A rally in world stocks and the euro lost steam on Friday as investors awaited a Greek debt restructuring deal aimed at avoiding a disorderly default, while Wall Street ended a stellar week on a mixed note after dismal earnings from Google and GE.
European stocks ended lower after a four-day rally and world equities were flat, supported by stronger Asian markets. Wall Street's Dow Jones industrial average ended the session with a healthy gain.
The euro slipped from a two-week high against the dollar as investors took profits from the common currency's rally this week -- its best weekly run since October.
The main U.S. stock indexes all ended the week more than 2 percent up.
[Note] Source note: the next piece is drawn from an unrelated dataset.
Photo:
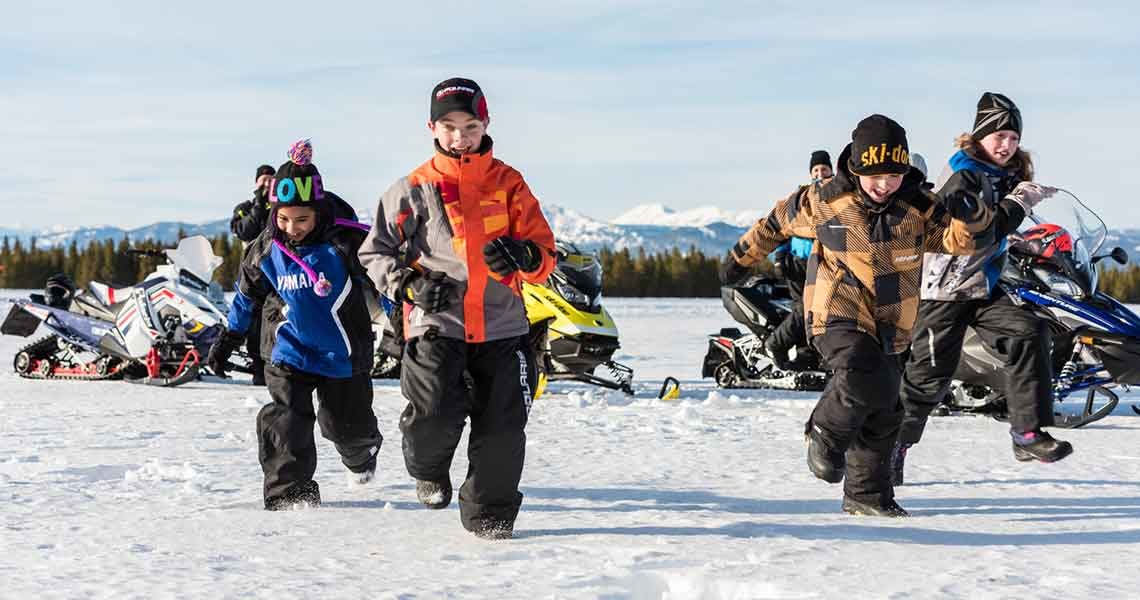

For the day, the S&P 500 and Nasdaq both settled nearly flat after being down most of the session, while the Dow rose nearly 1 percent.
General Electric Co
A strong outlook from IBM
Any trip-up in earnings could bring a short-term pullback, which is what we're seeing with GE and Google, said Lawrence Glazer, managing partner at Mayflower Advisors in Boston.
The valuations in an old-tech name like IBM support more appreciation, while a higher-growth name like Google had higher expectations to outshine.
The Dow <.DJI> gained 96.50 points, or 0.76 percent, at 12,720.48. The Standard & Poor's 500 Index <.SPX> was up 0.88 point, or 0.07 percent, at 1,315.38. The Nasdaq Composite Index <.IXIC> ended down 1.63 points, or 0.06 percent, at 2,786.70.
Google fell 8.4 percent to below $585.99. GE initially lost more than 1 percent but settled flat by the bell at $19.15.
Global stocks tracked by the MSCI All-World index <.MIWD00000PUS> rose 0.3 percent, helped by a run-up in Japanese and other Asian stocks.
The FTSEurofirst 300 <.FTEU3> index of top European shares settled down 0.3 percent. The Euro STOXX 50 volatility index
<.V2TX>, Europe's 'fear gauge' known as the VSTOXX, dropped to 25.03, a level not seen since early August, signalling a rise in investor appetite for risk.
Risk aversion is declining, and the wild swings between 'risk on' and 'risk off' trades that we've seen over the past year should slowly fade away sometime this year, said Franck Nicolas, head of global asset allocation at Natixis AM, which has 525 billion euros ($677 billion) under management.
The euro slipped 0.2 percent, falling from a two-week high against the dollar and hovering at below $1.2940.
For the week, however, it was up 2.4 percent for its biggest week in three months, helped by solid bond auctions in Spain and France on Thursday that boosted investor appetite for European risk assets.
German Bund futures prices fell one point, dragged down by mounting expectation of an imminent deal between Greece and its private bondholders over a bond swap that would prevent the country from sinking into a chaotic default and ease the euro zone's debt crisis.
Greece was closing in on an initial deal with private bond holders that would prevent it from tumbling into a chaotic default but lose investors up to 70 percent of the loans they have given to Athens.
There are encouraging signs the Greek PSI (private sector involvement) deal may be achieved soon, possibly even today and that's likely to keep Bunds on the defensive, said Nick Stamenkovic, rate strategist at RIA Capital Markets, who labelled Greece's fiscal metrics horrible and its growth picture pretty dire.
It will cause some relief in the markets but there are still problems ahead for Greece, he added.
The dollar <.DXY> was flat against a basket of major currencies.
The benchmark 10-year U.S. Treasury note was down 14/32, with the yield at 2.0299 percent.
In commodities trading, U.S. crude oil settled down 2 percent at $98.46 per barrel, while copper futures in London closed down 1.6 percent at $8,225 per tonne.